News
Views
Government
On campus
Noticed
In the harbour
Footnotes


News

1. Land titles

Screen Shot 2016-02-22 at 8.48.35 AM

Just days after the Nova Scotia Community College journalism class published its “untitled” investigation — which explores the historic injustice done to Black refugees who were promised property in Nova Scotia but were never given title to the land they settled, and how that injustice continues to impact the residents of North Preston — the province has responded with a promise to address the issue, reports the CBC:

“We understand that the community is concerned and we are in the process of finalizing a plan to address this matter, which has been around for a long, long time in the province,” Natural Resources Minister Lloyd Hines said Thursday.

He said the province is coming up with a process to “put it to bed,” and is partnering with Nova Scotia Legal Aid and the Nova Scotia Barristers’ Society, which is offering its services pro bono.

Asked about whether the province would help fund the process, Hines said there’s an “in-kind contribution to make” but wouldn’t say if money will be set aside.

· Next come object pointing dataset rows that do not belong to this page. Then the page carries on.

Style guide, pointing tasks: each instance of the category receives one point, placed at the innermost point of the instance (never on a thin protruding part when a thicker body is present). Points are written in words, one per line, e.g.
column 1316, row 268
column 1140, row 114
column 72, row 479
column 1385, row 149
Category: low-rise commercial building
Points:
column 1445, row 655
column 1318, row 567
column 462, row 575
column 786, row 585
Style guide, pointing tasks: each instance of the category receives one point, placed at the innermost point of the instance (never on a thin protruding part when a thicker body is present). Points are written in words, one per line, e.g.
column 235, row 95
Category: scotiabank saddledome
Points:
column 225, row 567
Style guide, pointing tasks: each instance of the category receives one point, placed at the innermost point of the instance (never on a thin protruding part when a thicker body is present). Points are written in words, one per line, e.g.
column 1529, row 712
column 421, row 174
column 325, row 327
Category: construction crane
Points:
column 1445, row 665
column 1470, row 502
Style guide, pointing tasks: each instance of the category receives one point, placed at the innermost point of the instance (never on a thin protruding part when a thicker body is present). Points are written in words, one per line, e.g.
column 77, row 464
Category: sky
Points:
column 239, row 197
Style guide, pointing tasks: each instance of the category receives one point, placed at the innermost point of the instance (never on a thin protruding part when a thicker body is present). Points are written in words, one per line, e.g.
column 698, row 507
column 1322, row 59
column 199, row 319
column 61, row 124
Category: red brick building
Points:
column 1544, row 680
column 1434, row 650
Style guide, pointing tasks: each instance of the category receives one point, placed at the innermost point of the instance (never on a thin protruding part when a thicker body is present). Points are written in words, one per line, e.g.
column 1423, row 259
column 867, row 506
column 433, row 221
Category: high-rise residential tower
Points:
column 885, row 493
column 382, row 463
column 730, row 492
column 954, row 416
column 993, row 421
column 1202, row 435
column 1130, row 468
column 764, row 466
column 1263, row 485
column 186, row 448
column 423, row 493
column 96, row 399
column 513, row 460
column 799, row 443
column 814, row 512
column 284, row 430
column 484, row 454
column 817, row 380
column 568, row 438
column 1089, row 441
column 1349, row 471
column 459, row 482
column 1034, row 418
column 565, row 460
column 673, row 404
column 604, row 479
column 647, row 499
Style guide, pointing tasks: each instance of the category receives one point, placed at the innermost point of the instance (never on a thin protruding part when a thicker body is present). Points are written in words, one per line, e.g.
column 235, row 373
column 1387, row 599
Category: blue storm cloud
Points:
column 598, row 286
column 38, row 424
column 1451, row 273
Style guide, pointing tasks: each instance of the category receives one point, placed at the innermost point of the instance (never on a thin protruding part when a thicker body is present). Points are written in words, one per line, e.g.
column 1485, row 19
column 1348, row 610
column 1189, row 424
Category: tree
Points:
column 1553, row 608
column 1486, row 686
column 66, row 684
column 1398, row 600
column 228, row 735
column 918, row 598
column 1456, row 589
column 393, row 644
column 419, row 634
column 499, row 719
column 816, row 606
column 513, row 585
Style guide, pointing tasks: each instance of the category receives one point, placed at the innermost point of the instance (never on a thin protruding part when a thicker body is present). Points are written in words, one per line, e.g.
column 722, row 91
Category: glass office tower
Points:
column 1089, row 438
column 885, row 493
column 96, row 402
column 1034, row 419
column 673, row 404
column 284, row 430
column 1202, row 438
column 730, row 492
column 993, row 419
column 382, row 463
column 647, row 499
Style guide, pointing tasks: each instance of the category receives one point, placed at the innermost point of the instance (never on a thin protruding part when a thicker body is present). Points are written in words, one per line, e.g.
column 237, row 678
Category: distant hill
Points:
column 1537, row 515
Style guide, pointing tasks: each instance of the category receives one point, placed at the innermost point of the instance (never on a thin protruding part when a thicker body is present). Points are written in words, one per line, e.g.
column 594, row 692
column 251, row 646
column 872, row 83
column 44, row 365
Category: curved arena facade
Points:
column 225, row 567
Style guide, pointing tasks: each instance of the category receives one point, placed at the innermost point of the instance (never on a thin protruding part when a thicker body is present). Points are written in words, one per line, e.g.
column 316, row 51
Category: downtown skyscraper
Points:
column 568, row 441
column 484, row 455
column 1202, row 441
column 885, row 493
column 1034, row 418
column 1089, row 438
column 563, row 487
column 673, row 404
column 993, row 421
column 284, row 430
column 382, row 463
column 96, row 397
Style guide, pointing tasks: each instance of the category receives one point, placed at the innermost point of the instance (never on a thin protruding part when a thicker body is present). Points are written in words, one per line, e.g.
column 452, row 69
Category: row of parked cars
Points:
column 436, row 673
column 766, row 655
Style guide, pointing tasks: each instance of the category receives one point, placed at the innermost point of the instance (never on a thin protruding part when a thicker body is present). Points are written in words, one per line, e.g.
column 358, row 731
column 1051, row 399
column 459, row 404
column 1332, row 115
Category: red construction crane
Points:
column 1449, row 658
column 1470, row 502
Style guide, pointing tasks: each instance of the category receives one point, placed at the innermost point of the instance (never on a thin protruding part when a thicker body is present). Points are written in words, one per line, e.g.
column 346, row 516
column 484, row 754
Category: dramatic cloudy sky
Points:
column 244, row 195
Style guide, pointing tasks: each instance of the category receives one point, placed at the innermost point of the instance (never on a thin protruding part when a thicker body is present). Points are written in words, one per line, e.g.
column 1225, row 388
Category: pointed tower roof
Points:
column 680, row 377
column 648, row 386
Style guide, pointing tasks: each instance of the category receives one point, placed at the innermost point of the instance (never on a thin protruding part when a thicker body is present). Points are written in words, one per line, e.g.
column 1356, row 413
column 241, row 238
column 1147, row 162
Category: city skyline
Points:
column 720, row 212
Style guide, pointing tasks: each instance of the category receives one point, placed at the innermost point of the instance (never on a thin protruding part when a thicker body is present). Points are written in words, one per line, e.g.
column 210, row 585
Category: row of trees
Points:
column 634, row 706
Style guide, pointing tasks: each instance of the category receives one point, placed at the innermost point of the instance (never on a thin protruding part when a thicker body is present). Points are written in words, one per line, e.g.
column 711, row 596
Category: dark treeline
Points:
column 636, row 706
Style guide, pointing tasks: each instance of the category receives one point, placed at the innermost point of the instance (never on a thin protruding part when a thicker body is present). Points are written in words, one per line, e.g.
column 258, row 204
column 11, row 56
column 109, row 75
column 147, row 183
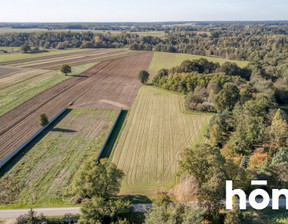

He said the plan will be completed “pretty immediately.”

Congratulations to the students. They put a lot of hard work into this project, shed light on an ongoing injustice, explained the problem in an engaging fashion, and as a result brought about real change. This is what journalism is supposed to do.

For this week’s Examineradio podcast, I interviewed Erin Moore, the class instructor, and Kristen Brown, one of the students involved in the project. The podcast will be published this afternoon.

2. Danger selfies

Steve Smith, putting a young person's life in danger, by taking a selfie.
Steve Smith, putting a young person’s life in danger by taking a selfie.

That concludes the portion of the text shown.